Come ritenuto da questa Corte, con orientamento cui si intende dare continuità (Cass., 23 giugno 2021, n. 17959; Cass., 22 febbraio 2023, n. 5492; Cass., 28 novembre 2019, n. 31063), non può essere ritenuta lecita l'imposizione di un conguaglio per partite pregresse, in quanto per la natura del contratto di somministrazione, avente carattere periodico, l'erogazione del servizio idrico comporta un prezzo che viene corrisposto all'atto delle singole prestazioni e in proporzione di ciascuna di esse.

Il corrispettivo che viene pagato secondo le scadenze d'uso è proporzionato e trova la sua giustificazione nell'utilizzo dell'acqua che viene erogata; invece la richiesta di conguagli per partite pregresse determina l'ammontare del corrispettivo in un momento successivo rispetto alla erogazione effettuata dalla AEEGSI, sulla base della sola titolarità di utenze attive alla entrata in vigore della nuova disciplina in materia tariffaria, per consumi già avvenuti, in assenza di accordo delle parti ed in carenza di potere impositivo, per cui viola gli artt. 1561, 1560 e 1563 c.c. e, nella misura in cui ritenuto discendente da obblighi normativi, viola altresì l'art. 11 delle preleggi.

3. Con il terzo motivo in relazione all'art. 360 comma 1, n. 3, c.p.c. la ricorrente deduce «violazione o falsa applicazione di legge in relazione agli artt. 2935 e 2948, n. 4, c.c., artt. 142, comma 3, e 154 del d.lgs. n. 152[/2006]; art. 9 direttiva 2000/60/CE; art. 21, commi 13 e 19, del d.l. n. 201/2011 conv. con modificazioni dalla l. 22 dicembre 2011, n. 214; art. 10 d.l. 70/2011 conv. con modificazioni dalla l. 12 luglio 2011, n. [106]; art. 3 d.P.C.m. 22 luglio 2012; delibera AEGSI n. 643/2013/R/IDR; delibera 26 giugno 2014, n. 18 dell'Ente d'Ambito della Sardegna; regolamento del Servizio Idrico Integrato».

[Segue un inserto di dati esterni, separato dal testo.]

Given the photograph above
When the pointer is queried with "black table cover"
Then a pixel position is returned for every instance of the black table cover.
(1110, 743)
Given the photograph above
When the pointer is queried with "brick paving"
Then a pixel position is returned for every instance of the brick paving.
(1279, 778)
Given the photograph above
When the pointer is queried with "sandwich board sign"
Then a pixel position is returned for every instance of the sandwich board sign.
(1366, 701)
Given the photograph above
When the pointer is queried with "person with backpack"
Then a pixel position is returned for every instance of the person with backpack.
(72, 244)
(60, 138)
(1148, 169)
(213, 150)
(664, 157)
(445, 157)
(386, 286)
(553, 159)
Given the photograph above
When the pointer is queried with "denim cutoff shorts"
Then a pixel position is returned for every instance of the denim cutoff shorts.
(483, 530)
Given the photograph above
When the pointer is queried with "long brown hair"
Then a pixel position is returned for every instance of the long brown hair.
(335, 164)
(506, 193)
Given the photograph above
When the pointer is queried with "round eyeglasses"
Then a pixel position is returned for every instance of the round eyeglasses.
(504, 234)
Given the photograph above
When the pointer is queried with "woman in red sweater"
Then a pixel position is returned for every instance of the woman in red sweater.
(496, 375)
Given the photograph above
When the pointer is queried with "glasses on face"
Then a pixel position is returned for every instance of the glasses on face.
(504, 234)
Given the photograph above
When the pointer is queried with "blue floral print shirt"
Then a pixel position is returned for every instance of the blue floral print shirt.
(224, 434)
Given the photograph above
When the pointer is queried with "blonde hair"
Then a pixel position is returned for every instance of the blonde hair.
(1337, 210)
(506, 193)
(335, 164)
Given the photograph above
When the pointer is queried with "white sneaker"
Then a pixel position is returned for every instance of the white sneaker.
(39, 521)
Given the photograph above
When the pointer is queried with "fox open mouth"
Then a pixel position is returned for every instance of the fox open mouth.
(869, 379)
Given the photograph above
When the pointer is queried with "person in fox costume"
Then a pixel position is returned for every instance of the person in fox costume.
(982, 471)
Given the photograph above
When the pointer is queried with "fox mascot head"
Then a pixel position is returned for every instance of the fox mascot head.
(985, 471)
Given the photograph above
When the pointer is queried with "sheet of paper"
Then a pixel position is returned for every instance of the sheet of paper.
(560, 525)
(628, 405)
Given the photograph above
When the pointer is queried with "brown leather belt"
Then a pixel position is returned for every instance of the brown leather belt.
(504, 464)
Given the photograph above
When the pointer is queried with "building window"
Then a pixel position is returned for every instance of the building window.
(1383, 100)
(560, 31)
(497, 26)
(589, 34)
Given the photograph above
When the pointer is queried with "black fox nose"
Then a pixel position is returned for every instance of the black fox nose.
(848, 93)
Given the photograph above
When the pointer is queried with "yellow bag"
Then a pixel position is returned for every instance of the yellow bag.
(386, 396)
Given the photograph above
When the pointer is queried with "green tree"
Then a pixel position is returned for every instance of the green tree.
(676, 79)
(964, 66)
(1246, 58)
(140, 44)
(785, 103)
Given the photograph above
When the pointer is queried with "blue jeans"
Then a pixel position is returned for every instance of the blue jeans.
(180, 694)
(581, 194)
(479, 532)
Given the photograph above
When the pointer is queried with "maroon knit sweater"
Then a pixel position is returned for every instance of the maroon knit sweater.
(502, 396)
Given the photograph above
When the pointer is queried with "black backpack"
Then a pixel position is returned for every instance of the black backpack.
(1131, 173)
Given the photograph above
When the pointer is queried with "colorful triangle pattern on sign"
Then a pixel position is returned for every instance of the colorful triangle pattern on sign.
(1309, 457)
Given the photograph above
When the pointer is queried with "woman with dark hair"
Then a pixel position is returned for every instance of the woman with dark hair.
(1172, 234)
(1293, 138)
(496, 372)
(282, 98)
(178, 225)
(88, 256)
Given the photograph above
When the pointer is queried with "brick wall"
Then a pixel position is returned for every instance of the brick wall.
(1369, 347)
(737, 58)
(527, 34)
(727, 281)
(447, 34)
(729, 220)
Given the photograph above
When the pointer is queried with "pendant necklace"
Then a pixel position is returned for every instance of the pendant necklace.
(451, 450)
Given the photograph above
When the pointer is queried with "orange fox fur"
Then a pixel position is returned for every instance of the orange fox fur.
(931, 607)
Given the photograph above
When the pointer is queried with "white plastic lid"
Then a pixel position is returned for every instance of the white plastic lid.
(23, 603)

Sostiene che la sentenza impugnata è altresì illegittima nella parte in cui il Tribunale, confermando la decisione del Giudice di pace, ha ritenuto gli importi richiesti a titolo di conguagli regolatori in ogni caso prescritti ai sensi dell'art. 2948, n. 4, c.c.

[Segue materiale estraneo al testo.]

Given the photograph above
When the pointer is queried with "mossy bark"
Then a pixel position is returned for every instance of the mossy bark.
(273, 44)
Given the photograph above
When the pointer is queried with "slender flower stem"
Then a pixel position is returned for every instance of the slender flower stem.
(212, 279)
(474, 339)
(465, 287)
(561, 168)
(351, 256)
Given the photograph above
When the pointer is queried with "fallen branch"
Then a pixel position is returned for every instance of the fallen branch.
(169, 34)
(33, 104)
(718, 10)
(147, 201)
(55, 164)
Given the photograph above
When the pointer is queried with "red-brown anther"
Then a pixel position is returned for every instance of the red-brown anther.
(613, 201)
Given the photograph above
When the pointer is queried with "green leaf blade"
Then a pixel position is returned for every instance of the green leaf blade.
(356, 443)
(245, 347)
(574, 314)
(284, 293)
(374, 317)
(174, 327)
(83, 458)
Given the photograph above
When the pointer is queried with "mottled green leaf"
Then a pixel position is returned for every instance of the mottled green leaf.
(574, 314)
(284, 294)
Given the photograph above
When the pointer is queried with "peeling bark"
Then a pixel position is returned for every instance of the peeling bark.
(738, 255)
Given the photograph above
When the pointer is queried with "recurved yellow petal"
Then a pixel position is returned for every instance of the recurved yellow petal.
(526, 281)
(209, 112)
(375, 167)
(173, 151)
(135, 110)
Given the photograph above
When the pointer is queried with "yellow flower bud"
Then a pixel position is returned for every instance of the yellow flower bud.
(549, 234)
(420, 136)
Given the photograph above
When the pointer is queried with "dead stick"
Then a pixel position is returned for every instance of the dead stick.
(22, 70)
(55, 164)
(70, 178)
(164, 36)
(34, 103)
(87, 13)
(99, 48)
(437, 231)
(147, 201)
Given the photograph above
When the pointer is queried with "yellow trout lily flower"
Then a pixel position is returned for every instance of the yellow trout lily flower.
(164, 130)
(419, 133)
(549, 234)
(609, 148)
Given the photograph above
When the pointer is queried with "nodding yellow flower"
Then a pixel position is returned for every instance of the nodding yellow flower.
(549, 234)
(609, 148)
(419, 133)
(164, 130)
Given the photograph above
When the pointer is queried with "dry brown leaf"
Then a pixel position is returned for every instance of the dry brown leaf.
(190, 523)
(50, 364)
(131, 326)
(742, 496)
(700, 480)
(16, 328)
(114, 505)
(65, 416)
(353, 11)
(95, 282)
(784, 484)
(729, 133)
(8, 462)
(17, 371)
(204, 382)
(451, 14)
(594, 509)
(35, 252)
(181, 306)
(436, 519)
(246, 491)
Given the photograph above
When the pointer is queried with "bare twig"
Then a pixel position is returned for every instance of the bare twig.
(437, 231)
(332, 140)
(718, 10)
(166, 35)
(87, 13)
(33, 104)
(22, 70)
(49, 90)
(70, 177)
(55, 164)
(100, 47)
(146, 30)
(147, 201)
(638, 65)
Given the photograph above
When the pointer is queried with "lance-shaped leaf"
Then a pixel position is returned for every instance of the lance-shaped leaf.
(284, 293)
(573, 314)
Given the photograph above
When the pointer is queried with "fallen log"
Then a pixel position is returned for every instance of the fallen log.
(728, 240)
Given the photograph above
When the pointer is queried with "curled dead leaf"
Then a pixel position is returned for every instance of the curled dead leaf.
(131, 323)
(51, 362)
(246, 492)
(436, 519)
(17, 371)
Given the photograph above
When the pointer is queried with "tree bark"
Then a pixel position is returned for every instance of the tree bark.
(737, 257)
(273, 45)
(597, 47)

Il motivo è assorbito, stante il dirimente rigetto del secondo motivo.

4. In conclusione, il ricorso va rigettato.

5. Le spese di lite seguono la soccombenza.

P.Q.M.

La Corte rigetta il ricorso.

Condanna la ricorrente a pagare ai controricorrenti le spese del giudizio di legittimità che liquida in euro 600,00 per compensi, oltre spese forfettarie nella misura del 15 per cento, esborsi, liquidati in euro 200,00, ed accessori di legge.

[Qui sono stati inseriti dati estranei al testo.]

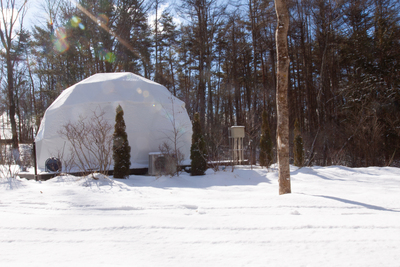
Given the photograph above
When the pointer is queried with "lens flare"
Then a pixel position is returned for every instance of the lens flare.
(75, 21)
(110, 57)
(60, 40)
(102, 18)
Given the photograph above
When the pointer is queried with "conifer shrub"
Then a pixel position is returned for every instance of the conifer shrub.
(121, 148)
(298, 150)
(198, 150)
(266, 144)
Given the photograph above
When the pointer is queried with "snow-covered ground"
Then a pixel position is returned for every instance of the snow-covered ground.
(336, 216)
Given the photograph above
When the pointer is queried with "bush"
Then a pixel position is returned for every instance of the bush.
(121, 148)
(90, 144)
(198, 150)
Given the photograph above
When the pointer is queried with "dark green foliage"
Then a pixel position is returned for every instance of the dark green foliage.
(198, 151)
(266, 145)
(298, 150)
(121, 148)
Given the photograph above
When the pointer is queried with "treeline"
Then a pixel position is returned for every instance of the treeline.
(344, 70)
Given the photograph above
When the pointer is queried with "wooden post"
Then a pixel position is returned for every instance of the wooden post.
(282, 95)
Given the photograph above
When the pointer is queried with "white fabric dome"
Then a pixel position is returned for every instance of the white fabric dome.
(148, 107)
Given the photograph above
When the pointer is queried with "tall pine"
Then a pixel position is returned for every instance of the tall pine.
(266, 152)
(121, 148)
(298, 150)
(198, 152)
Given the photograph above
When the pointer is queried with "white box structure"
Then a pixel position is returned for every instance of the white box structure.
(236, 135)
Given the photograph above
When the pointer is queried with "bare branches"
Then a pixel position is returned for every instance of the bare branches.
(90, 141)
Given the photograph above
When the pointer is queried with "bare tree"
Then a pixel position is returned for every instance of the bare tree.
(282, 14)
(90, 141)
(12, 13)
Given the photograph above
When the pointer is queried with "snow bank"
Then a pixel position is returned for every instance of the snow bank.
(336, 216)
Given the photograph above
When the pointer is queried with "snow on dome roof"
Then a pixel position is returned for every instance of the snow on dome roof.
(147, 109)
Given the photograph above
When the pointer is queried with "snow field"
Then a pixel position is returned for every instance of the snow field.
(336, 216)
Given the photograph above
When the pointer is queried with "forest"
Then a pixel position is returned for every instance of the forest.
(219, 57)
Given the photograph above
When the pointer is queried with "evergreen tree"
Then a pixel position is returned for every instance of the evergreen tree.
(298, 150)
(266, 152)
(121, 148)
(198, 152)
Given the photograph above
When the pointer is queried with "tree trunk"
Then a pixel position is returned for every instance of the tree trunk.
(282, 96)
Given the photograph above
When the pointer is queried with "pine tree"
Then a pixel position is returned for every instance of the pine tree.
(198, 152)
(121, 148)
(266, 152)
(298, 150)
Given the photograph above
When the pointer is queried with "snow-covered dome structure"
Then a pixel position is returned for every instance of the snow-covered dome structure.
(149, 110)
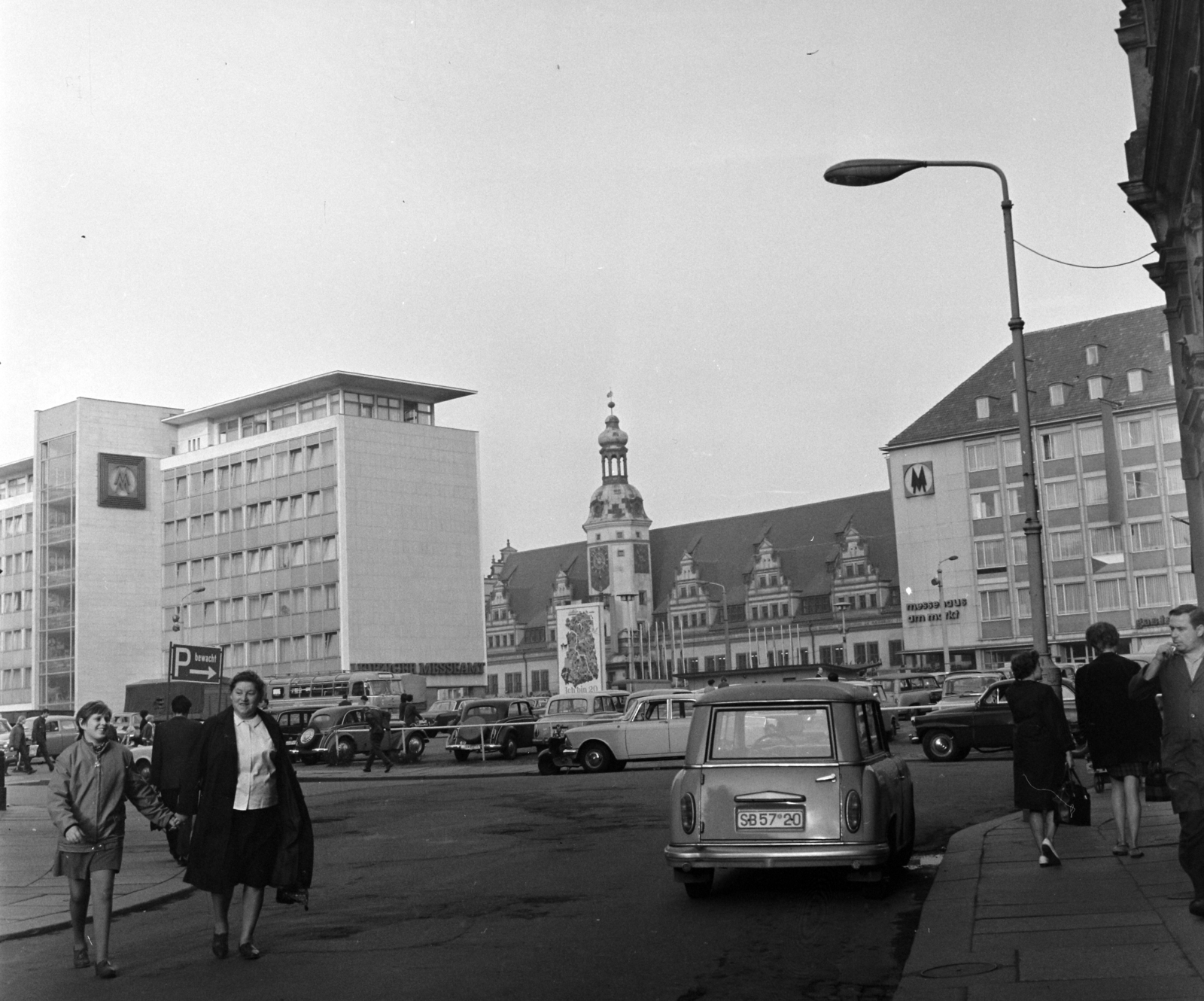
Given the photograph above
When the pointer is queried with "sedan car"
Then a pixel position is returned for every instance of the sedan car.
(500, 726)
(654, 726)
(789, 774)
(567, 711)
(949, 735)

Ai sensi dell'art. 13, comma 1-quater, del d.P.R. n. 115 del 2002, dà atto della sussistenza dei presupposti processuali per il versamento, da parte della ricorrente, dell'ulteriore importo a titolo di contributo unificato pari a quello previsto per il ricorso, a norma del comma 1-bis dello stesso art. 13, se dovuto.